Consumatori in difficoltà chiedono riduzione della tassa sui carburanti
I gruppi di consumatori hanno chiesto tagli alle tasse sui carburanti, sostenendo che le recenti riduzioni dei prezzi al dettaglio non affrontano le cause strutturali degli alti prezzi del petrolio.
I gruppi di consumatori hanno chiesto tagli alle tasse sui carburanti, sostenendo che le recenti riduzioni dei prezzi al dettaglio non affrontano le cause strutturali degli alti prezzi del petrolio.
Il sottocomitato del Consiglio dei Consumatori della Thailandia per i servizi pubblici, energia e ambiente, la Fondazione Watch Thailand, la Rete di Riforma Energetica Thai e il gruppo Butterfly Effect hanno unito le forze per chiedere al Primo Ministro Anutin Charnvirakul di ordinare un taglio immediato delle tasse sui carburanti, descrivendo le recenti diminuzioni dei prezzi come misure temporanee e ingannevoli che beneficiano principalmente i raffinatori.
Il gruppo ha fatto riferimento alla direttiva di Anutin del 7 luglio, che ha incaricato il Ministro dell’Energia, Akanat Promphan, di abbassare i prezzi al dettaglio dei carburanti dopo il calo dei prezzi mondiali del petrolio. Dopo l’ordine, il Ministero dell’Energia ha approvato tagli di 2,56 baht al litro per il diesel e 2,51 baht al litro per benzina e gasohol, in vigore dall’8 luglio.
Tuttavia, si sostiene che l’imposta sulla benzina rimanga un fattore chiave che mantiene elevati i prezzi al dettaglio domestici. Le aliquote attuali sono di 7,50 baht al litro per la benzina 95, 6,75 baht per il gasohol 95, 6,92 baht per il diesel B7 e 5,953 baht per il diesel B20.
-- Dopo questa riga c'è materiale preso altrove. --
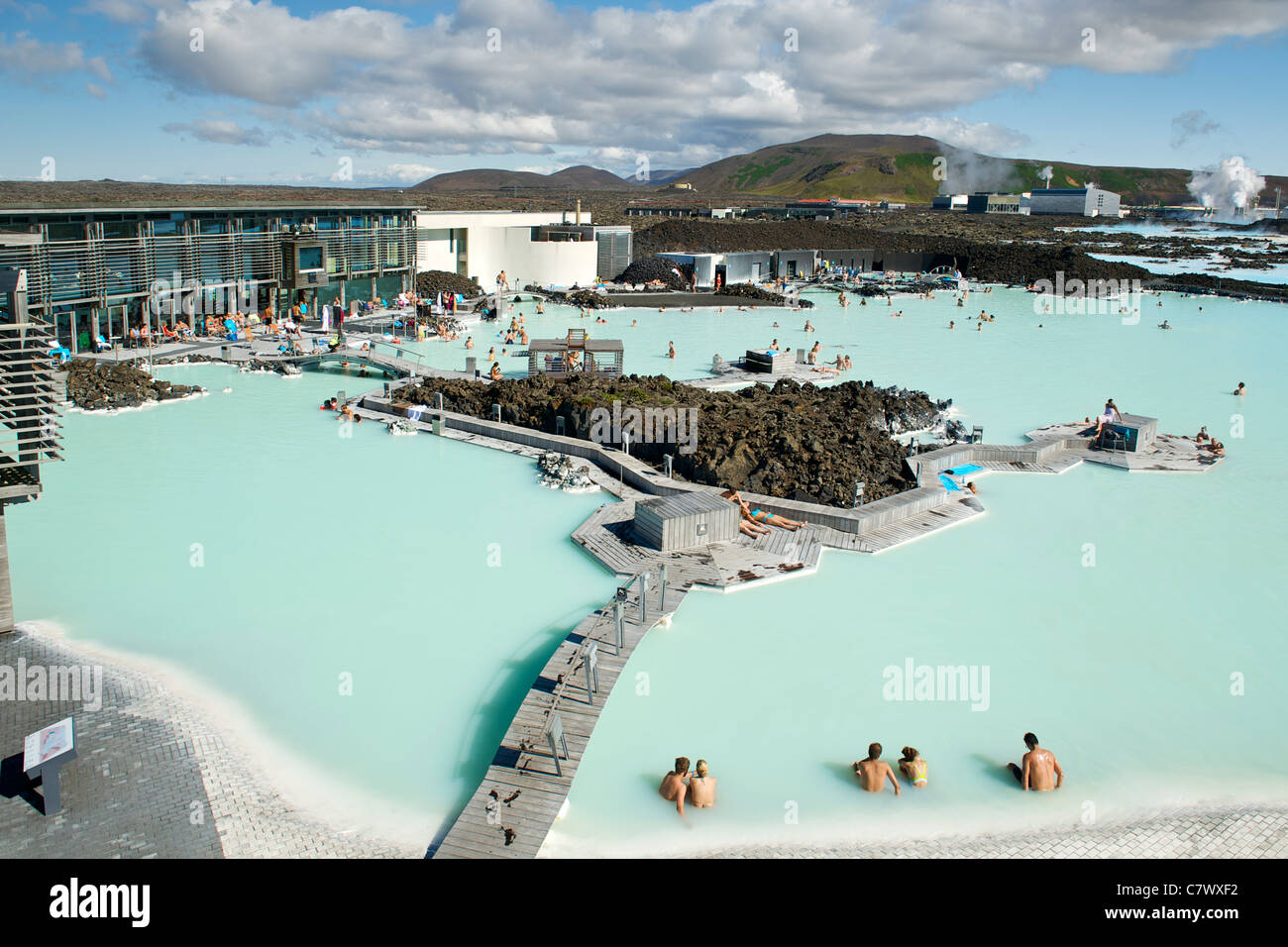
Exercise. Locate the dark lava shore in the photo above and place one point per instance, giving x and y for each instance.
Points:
(97, 386)
(791, 441)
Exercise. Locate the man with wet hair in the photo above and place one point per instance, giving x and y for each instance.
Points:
(874, 774)
(673, 788)
(702, 787)
(1038, 771)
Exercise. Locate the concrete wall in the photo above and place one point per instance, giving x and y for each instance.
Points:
(502, 240)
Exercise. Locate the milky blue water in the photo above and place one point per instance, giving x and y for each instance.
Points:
(1116, 612)
(368, 556)
(241, 539)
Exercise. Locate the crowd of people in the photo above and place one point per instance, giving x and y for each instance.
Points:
(1038, 771)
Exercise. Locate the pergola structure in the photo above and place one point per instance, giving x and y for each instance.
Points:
(575, 355)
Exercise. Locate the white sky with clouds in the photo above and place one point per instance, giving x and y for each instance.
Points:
(279, 91)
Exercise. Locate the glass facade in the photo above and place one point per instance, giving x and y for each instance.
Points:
(93, 272)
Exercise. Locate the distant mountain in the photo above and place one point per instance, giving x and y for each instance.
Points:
(583, 176)
(655, 178)
(903, 167)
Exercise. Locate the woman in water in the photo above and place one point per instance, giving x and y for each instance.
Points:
(913, 768)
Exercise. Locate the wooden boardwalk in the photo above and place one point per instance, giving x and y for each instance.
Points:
(524, 789)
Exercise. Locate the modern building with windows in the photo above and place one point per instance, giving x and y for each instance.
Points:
(95, 270)
(558, 248)
(1081, 201)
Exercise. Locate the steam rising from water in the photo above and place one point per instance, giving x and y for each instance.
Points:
(1231, 188)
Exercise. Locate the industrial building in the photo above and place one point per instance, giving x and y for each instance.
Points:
(686, 209)
(986, 202)
(93, 270)
(1080, 201)
(557, 249)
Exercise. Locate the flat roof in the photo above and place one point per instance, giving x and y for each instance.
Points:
(588, 344)
(687, 504)
(202, 208)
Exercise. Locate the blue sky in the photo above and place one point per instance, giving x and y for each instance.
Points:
(389, 93)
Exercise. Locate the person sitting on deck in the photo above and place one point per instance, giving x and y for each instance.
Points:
(745, 523)
(702, 788)
(759, 515)
(874, 774)
(673, 788)
(913, 768)
(1109, 415)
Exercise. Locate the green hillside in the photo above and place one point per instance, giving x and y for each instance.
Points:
(902, 167)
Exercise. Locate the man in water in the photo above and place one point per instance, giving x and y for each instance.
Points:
(874, 774)
(702, 788)
(1038, 771)
(673, 788)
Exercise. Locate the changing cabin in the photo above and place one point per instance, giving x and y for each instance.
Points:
(686, 521)
(575, 354)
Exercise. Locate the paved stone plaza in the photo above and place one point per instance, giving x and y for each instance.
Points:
(153, 777)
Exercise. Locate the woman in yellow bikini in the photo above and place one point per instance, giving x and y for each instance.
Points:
(913, 767)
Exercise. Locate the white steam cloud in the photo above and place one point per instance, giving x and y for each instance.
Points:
(969, 172)
(1231, 189)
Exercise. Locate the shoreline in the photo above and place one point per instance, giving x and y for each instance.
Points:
(282, 789)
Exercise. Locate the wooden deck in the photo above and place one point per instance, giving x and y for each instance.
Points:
(523, 770)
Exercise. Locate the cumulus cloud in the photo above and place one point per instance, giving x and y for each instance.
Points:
(219, 132)
(683, 86)
(1192, 124)
(27, 58)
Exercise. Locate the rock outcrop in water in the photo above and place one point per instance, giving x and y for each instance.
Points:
(793, 441)
(559, 472)
(97, 386)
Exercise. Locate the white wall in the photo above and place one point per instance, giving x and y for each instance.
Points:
(502, 240)
(529, 262)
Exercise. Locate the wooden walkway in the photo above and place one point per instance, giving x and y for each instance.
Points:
(524, 789)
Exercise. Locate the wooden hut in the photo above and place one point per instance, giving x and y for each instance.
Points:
(686, 521)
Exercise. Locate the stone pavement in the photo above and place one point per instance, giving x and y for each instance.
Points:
(1243, 831)
(154, 777)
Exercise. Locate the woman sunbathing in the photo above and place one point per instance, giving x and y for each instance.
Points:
(758, 515)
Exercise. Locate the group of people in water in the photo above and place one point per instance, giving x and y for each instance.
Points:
(1038, 771)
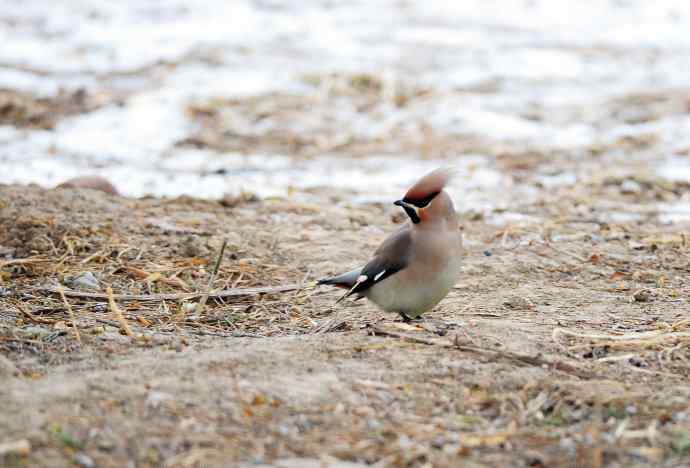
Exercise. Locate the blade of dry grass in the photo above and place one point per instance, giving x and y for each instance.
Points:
(71, 315)
(202, 302)
(233, 292)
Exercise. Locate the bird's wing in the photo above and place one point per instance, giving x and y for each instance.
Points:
(392, 256)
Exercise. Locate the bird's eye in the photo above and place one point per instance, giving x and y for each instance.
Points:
(421, 202)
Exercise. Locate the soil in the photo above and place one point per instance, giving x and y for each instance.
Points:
(565, 342)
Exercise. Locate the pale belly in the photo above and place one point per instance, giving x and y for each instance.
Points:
(413, 298)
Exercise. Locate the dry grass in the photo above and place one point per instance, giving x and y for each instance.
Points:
(546, 354)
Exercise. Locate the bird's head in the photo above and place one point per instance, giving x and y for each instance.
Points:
(426, 200)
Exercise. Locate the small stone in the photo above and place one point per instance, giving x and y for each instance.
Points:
(518, 302)
(643, 295)
(631, 187)
(7, 368)
(84, 460)
(20, 447)
(34, 332)
(85, 280)
(156, 399)
(91, 183)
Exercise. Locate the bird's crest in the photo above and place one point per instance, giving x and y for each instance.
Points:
(426, 188)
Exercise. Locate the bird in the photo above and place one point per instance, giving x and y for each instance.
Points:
(416, 266)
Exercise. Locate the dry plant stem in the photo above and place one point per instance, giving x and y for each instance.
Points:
(234, 292)
(506, 355)
(202, 303)
(71, 315)
(117, 314)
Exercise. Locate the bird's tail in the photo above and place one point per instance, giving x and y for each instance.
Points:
(346, 280)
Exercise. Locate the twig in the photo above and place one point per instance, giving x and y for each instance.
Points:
(233, 292)
(202, 302)
(527, 359)
(71, 315)
(117, 313)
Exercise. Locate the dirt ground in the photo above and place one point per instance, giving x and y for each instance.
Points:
(566, 341)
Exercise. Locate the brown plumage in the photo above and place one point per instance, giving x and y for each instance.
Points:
(416, 266)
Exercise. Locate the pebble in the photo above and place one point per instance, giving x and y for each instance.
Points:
(84, 460)
(7, 368)
(85, 280)
(15, 447)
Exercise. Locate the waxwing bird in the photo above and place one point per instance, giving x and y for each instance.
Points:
(416, 266)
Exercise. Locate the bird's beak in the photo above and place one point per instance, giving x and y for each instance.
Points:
(409, 209)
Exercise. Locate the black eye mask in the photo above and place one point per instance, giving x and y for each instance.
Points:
(421, 202)
(410, 210)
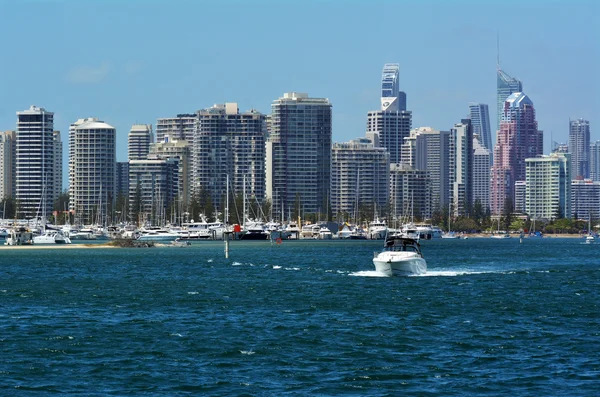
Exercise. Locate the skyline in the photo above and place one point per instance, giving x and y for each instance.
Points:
(160, 59)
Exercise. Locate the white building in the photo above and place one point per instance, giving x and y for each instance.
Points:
(359, 177)
(585, 199)
(461, 167)
(548, 186)
(231, 143)
(298, 154)
(7, 168)
(138, 141)
(92, 165)
(481, 173)
(38, 163)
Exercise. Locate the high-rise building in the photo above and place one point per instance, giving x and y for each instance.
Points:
(480, 121)
(481, 173)
(461, 167)
(92, 169)
(38, 163)
(548, 186)
(180, 150)
(505, 87)
(298, 154)
(518, 139)
(180, 128)
(595, 161)
(138, 141)
(579, 147)
(585, 199)
(122, 179)
(392, 99)
(152, 187)
(430, 151)
(227, 142)
(7, 168)
(410, 194)
(389, 126)
(359, 177)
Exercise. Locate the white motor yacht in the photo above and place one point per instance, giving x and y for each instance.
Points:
(401, 256)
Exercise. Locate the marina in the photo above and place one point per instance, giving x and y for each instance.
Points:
(307, 315)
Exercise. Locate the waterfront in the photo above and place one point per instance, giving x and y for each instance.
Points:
(302, 318)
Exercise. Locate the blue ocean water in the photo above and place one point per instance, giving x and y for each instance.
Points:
(490, 317)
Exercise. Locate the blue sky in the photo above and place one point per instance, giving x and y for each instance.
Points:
(129, 62)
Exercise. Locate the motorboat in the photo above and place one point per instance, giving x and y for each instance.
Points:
(157, 235)
(51, 236)
(19, 236)
(400, 256)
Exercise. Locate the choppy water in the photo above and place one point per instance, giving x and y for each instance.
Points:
(490, 317)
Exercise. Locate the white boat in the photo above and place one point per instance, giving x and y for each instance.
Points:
(157, 235)
(377, 229)
(51, 236)
(400, 256)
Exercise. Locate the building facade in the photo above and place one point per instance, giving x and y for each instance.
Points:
(480, 122)
(229, 143)
(410, 195)
(138, 141)
(505, 87)
(298, 154)
(92, 170)
(579, 147)
(359, 177)
(7, 164)
(38, 163)
(548, 186)
(585, 199)
(517, 140)
(461, 167)
(595, 161)
(152, 187)
(481, 173)
(179, 150)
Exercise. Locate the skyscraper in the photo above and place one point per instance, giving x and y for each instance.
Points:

La coalizione ha anche criticato la decisione del governo di ridurre di 1,40 baht al litro i prezzi del diesel raffinato tra il 9 e il 29 luglio, affermando che tale misura non ha ridotto gli eccessivi profitti dei raffinatori, poiché il Fondo per i combustibili ha già compensato questa differenza.
Ha aggiunto che i prezzi raffinati sono ricominciati a salire quasi immediatamente dopo la riduzione temporanea, nonostante la diminuzione dei prezzi mondiali del greggio.
La loro dichiarazione ha anche evidenziato quelli che definiscono come problemi strutturali di lunga data, tra cui alte imposte sulla benzina, margini eccessivi di raffinazione, margini di commercializzazione superiori ai parametri di riferimento del governo, mancanza di trasparenza nella determinazione dei prezzi del biodiesel e supervisione normativa insufficiente sui prezzi delle raffinerie.
Oltre a chiedere tariffe più basse, la coalizione ha esortato il sig. Akanat a implementare riforme strutturali più ampie senza ritardo, avvertendo che posticipare l’azione di un altro mese consentirebbe ai raffinatori di continuare a ottenere profitti eccessivi a scapito dei consumatori.
La coalizione stima che i consumatori siano tenuti a pagare tra 800 milioni e 1 miliardo di baht al giorno in più perché i margini delle raffinerie rimangono molto sopra quello che si considera un livello ragionevole di oltre US$7 (circa 233 baht) per barile, o circa 1,40 baht al litro.